Drug users worthy of both harm reduction and recovery
Public health
7 Sep 2016
- We need a progressive alliance between harm reduction and recovery in the treatment of drug dependence, professor Alex Stevens from the University of Kent, stated at the Nordic Alcohol and Drug Researchers’ Assembly (NADRA) which was held in Helsinki in August 2016.
Harm reduction includes providing information on safer use, opiate substitution treatment, needle and syringe exchange programmes, Naloxone to reverse opiate overdose and heroin-assisted treatment. Recovery, on the other hand, focuses on a life without drugs. The harm reduction approach has faced mounting oppositions from advocates of recovery.
– Harm reduction, being such a controversial issue, has to prove itself on an evidence-based level even harder. The fact is, harm reduction does save more money than it costs, Stevens says.
Research shows an increased engagement and retention of problematic drug users in health services and reductions in HIV and other infections, criminal offending and drug-related deaths.
– If harm reduction prolongs drug use, it is by prolonging the lives of drug users, Stevens points out.
The unintended consequences of harm reduction includes diversion of opiate substitution treatment drugs to other users, demotivating some drug users to change and not meeting drug users’ own desires to end drug use.
Most people want to end their drug use
In terms of abstinent recovery, studies show that most people who enter drug treatment want to end their drug use completely and the public opinion is more supportive of recovery than harm reduction.
– Some argue that resources should be shifted from medically assisted maintenance treatment to abstinence-oriented services. There are dangers in shifting resources in this way. Specifically due to increased death rates among opiate users who are not in medically assisted treatment.
Stevens uses the concept of moral foundations to show that there are conflicting moral positions between those who advocate for harm reduction and recovery.

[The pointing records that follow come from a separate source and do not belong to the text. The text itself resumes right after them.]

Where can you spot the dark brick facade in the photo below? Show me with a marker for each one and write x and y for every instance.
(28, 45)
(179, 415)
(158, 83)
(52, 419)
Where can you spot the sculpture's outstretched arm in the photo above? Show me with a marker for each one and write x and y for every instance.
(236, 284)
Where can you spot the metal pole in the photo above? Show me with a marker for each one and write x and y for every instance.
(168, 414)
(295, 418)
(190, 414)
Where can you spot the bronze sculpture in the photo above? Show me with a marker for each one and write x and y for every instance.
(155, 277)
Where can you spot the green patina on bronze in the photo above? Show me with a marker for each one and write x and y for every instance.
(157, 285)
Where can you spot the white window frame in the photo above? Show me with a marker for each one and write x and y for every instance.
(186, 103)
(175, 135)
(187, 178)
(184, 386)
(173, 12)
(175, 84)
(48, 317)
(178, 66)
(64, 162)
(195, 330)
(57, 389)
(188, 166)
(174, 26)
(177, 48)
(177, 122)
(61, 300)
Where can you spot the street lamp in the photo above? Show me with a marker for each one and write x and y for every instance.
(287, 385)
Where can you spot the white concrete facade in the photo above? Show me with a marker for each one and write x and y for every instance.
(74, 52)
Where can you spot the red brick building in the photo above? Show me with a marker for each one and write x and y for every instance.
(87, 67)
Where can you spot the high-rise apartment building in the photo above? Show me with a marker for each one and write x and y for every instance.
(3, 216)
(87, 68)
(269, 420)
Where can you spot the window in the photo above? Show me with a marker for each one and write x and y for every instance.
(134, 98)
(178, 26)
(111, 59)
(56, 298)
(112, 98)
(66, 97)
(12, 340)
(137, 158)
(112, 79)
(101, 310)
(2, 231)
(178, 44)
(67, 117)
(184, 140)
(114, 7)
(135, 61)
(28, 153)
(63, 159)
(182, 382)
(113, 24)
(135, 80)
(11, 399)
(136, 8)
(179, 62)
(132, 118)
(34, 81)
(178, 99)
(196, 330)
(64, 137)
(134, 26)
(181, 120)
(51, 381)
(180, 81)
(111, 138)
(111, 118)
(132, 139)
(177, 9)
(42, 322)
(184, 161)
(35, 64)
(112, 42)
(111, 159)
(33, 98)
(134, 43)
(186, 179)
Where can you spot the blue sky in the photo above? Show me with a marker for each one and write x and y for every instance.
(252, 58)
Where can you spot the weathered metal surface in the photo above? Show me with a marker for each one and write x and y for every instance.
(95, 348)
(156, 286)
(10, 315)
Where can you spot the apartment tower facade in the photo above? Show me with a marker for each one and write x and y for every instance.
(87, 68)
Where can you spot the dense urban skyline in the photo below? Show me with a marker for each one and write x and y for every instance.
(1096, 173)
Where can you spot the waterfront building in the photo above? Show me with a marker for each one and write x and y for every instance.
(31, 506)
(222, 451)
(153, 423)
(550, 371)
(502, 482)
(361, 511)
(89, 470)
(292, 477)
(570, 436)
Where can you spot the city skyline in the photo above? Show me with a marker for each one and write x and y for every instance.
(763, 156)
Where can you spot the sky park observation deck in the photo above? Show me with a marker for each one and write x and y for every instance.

Supporters of harm reduction tend to be ‘liberals’ who believe in individual freedom. Proponents of abstinent recovery are more likely to be ‘conservatives’ who value the moral foundations of authority and loyalty. According to Stevens there is, however, inherent compatibility between the aims of harm reduction and recovery. Both express care for the prevention of harm to fellow human beings; a moral foundation that is shared by both liberals and conservatives.
– Both should focus on the rights of drug users to define their own best outcomes and to receive the medical, housing, employment and peer support services they need in order to achieve them.
– Advocates of recovery would have to accept continued drug use as part of recovery for some drug users, while advocates of harm reduction would have to accept abstinence as a worthwhile goal, Stevens concludes.